Mr. Peter Brooke (City of London and Westminster, South)

The House—God and the Leader of the House willing—will rise tomorrow for the Summer Recess. We shall return in October, at a time when we shall be beginning to search the cellars for gunpowder, when there will be far fewer shopping days till Christmas, and when the elderly and the poor will be fearing the coming of winter and the cold. On one side of the ledger there are bonfires with roast chestnuts and yule logs, and on the other side of the ledger there is the terrible loneliness of the cold.

All of us in the Chamber tonight know of tragic stories of old people dying alone from hypothermia. Every death diminishes us all, and should make us less proud of the community in which we live. All of us, too, are aware of those who, living in such circumstances, fear the situation in which they live and for some of whom death comes as a blessed release.

It is so that we in the House, on the eve of our going on our summer holidays, may take thought for the morrow against this issue that I have the privilege of initiating this debate on help with heating costs. The task of initiating the debate, in which clearly others in the Chamber wish to follow me, seems to me to be to state the problem and its parameters and to suggest at least the framework of a solution on which others may subsequently build more detailed structures.

The problem is familiar to us all, that in a period of rapid inflation—I cast no stones in saying this; I am not discussing why there is a period of rapid inflation, this being a descriptive remark —the poor and the old have increasing difficulty in meeting heating bills, and put their way of life, and sometimes their lives, at risk by the way in which they rearrange their expenditure to cope with the problems that inflation imposes upon them.

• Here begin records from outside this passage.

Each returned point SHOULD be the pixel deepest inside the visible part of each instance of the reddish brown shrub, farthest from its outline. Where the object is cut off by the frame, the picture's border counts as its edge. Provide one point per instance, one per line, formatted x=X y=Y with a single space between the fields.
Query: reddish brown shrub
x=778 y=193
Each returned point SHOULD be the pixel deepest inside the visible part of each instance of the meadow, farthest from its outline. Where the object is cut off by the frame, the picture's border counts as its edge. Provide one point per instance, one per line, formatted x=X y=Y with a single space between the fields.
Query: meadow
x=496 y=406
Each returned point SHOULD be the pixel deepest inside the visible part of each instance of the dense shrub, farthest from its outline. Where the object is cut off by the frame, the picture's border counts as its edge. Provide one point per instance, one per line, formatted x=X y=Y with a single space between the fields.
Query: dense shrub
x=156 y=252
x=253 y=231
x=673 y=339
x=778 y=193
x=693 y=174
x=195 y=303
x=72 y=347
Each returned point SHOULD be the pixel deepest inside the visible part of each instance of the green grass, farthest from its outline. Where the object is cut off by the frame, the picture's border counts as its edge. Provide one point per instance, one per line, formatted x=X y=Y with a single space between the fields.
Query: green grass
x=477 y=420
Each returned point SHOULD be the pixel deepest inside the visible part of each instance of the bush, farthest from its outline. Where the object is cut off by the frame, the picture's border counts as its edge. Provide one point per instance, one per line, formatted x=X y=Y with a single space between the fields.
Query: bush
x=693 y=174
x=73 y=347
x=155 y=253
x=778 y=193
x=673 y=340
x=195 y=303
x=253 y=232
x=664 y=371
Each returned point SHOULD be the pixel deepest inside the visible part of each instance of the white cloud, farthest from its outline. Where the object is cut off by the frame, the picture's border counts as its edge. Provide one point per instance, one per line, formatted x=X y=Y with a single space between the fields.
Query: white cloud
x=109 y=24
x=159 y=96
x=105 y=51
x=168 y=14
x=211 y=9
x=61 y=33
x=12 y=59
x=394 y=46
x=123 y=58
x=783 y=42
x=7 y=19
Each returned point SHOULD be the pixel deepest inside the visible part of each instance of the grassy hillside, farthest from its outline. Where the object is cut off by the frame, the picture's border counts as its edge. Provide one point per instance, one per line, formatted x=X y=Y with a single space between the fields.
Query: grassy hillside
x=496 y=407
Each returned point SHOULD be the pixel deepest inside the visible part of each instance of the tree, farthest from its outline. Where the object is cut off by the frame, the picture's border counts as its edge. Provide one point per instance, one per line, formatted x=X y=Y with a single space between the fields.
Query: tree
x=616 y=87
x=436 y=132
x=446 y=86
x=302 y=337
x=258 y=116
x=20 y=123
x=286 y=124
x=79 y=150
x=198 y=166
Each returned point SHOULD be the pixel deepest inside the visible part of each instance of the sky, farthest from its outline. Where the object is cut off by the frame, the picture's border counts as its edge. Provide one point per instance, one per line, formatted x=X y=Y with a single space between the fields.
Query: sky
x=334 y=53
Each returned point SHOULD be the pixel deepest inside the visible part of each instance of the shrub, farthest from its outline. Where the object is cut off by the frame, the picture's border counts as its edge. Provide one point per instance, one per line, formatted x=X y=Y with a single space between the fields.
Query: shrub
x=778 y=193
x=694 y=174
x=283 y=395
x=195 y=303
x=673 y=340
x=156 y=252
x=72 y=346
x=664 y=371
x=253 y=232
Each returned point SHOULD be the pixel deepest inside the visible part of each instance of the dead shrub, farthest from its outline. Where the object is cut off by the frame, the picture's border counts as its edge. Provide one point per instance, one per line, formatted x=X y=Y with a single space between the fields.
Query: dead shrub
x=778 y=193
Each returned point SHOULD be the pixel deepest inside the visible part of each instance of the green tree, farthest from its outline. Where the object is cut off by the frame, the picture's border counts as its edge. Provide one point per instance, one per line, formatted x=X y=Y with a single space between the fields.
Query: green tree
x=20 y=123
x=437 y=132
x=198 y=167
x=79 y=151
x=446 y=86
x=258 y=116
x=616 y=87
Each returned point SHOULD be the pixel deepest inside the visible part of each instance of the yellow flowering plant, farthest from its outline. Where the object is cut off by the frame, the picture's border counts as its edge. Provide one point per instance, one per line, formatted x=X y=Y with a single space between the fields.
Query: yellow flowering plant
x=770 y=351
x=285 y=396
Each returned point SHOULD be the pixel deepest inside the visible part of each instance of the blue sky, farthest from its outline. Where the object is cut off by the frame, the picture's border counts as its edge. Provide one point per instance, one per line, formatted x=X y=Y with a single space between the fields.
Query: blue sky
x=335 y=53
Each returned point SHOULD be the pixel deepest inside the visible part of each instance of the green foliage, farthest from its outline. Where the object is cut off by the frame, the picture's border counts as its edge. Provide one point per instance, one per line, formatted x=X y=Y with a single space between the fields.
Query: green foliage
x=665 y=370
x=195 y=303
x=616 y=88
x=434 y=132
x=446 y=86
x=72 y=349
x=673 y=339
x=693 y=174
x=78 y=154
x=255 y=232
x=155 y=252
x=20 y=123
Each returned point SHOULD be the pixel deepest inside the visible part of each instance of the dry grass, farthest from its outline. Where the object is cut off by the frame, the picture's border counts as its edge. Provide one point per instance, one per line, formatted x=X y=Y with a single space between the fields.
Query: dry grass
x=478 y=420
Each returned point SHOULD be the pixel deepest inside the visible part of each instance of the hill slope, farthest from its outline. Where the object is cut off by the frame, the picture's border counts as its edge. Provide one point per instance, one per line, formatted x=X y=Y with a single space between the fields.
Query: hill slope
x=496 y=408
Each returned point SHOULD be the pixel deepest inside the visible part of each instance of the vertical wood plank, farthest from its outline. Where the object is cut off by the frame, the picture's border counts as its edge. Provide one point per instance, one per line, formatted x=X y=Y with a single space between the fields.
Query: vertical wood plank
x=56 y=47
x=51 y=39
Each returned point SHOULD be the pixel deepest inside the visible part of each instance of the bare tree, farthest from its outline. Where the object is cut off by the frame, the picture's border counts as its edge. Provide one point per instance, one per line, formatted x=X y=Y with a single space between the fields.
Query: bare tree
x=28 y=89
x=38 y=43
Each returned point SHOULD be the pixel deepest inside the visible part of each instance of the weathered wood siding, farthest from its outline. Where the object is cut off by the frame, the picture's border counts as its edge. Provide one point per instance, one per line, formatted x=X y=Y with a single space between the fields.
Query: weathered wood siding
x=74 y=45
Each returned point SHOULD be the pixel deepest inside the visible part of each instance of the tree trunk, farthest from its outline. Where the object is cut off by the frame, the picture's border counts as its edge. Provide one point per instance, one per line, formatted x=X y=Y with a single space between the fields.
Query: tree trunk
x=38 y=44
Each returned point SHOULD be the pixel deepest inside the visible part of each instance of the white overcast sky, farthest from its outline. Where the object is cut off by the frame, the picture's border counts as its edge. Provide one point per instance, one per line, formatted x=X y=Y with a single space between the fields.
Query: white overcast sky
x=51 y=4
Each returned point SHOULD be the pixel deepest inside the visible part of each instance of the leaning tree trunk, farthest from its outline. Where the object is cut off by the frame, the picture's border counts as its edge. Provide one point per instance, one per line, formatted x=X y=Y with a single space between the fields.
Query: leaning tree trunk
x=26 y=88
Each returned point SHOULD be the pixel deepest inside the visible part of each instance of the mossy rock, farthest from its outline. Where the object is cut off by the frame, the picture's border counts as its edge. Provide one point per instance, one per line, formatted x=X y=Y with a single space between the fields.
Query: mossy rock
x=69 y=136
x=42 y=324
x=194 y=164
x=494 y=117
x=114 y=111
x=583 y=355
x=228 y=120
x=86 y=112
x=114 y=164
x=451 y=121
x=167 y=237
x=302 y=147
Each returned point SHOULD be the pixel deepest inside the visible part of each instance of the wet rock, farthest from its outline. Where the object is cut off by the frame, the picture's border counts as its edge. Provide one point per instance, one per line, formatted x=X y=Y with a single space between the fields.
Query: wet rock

The clearest index of the extent of the problem, though it also affords encouragement, as I shall develop in a moment, is that in the winter of 1974 one-third of pensioners on supplementary benefit took up their heating addition. By the winter of 1975 that figure had risen to half. By the winter of 1976 it had risen to almost three-quarters, and all of us must hope that the 1977 figure will rise higher still. There are, however, about 500,000 pensioners who have the entitlement to take up supplementary benefit and who are not doing so—

It being Ten o'clock, the debate stood adjourned.